Illness will be a major motif of any Bolaño biography, I predict. Not just the liver failure that took his life at age 50, but earlier illnesses, episodes of “blankets pulled up to my ears, motionless in bed, sweating and repeating meaningless words to myself” (p. 7).
Sometimes he is redeemed by love: “Doubly afraid of himself because he couldn’t help falling in love once a year at least” (p. 66). Or not: “One day the person you love will say she doesn’t love you and you won’t understand. It happened to me. I would’ve liked her to tell me how to endure her absence.
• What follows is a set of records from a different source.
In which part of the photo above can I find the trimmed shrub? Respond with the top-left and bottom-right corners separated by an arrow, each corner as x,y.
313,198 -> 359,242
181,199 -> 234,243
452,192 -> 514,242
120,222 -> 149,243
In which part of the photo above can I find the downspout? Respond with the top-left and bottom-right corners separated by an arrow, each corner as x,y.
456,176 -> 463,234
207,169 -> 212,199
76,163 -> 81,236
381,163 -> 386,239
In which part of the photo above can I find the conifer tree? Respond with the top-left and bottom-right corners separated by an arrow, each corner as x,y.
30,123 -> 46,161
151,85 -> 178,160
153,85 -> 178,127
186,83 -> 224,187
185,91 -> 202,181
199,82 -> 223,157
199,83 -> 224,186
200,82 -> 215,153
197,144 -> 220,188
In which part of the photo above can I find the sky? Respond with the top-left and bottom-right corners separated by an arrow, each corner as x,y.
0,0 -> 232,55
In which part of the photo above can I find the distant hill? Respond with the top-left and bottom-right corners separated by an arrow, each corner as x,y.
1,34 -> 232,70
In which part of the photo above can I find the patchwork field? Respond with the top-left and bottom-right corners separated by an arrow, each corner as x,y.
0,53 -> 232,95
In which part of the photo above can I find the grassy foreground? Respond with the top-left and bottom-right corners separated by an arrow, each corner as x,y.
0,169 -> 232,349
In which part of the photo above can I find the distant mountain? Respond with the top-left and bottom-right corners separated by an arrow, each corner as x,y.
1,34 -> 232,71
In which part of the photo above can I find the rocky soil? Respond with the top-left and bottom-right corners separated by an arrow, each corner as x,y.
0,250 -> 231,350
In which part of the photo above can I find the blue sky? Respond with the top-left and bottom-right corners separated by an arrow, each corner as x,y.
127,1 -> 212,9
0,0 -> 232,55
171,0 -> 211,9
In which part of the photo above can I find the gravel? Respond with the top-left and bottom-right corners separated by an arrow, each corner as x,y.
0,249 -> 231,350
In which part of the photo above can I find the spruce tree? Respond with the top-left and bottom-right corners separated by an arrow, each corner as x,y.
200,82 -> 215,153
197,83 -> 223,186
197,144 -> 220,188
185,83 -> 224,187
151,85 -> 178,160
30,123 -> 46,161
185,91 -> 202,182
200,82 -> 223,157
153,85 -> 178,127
She didn’t say anything.” (p. 47).
Bolaño’s love 0f film is ever-present, from the makeshift movie screen erected in the woods for villagers’ delight (p. 21 and elsewhere), to some of the vignettes (chapters 18, 25, 40) that take the form of film scenarios, to a final bit of advice: “Don’t stop going to the movies” (p. 53).
In Chapter 49 Bolaño tests out the possibility of a narrative that interleaves a barroom pick-up with a news item about a traffic accident involving an overturned truck carrying pigs. (Hah!)
Chapter 50 is an apparent autobiographical snippet observing how additionally seductive it is when two persons seeking connection don’t understand each other’s language.
This is a book about writing; among the observations is this one: “What poems lack is characters who lie in wait for the reader” (p. 71). By 1980, Bolaño was transitioning from poet to prose writer to novelist. He was in state of transitioning not only as a writer but as a person; or in his case did this amount to the same thing? There is an air of post-adolescent expectancy in the book, a feeling that “something’s coming,” that the surviving narrator is on the cusp of a new life.
Embossed on the back cover of the jacket-less book is this author statement: “The only novel that doesn’t embarrass me is Antwerp.” I think this is a riddle whose decipherment requires, first, rejection of the premise that “Antwerp” is a novel at all. The statement is a smokescreen, a subterfuge, a lie that shields the truth of his feared descent into sentimentality, of his condition post-Antwerp.
Ultimately the reader is left confused. Is this a novel driven by a postmodern, meta-fictional agenda? Is it the developmental record of a potentially fully-formed novel? Is it a denatured autobiography?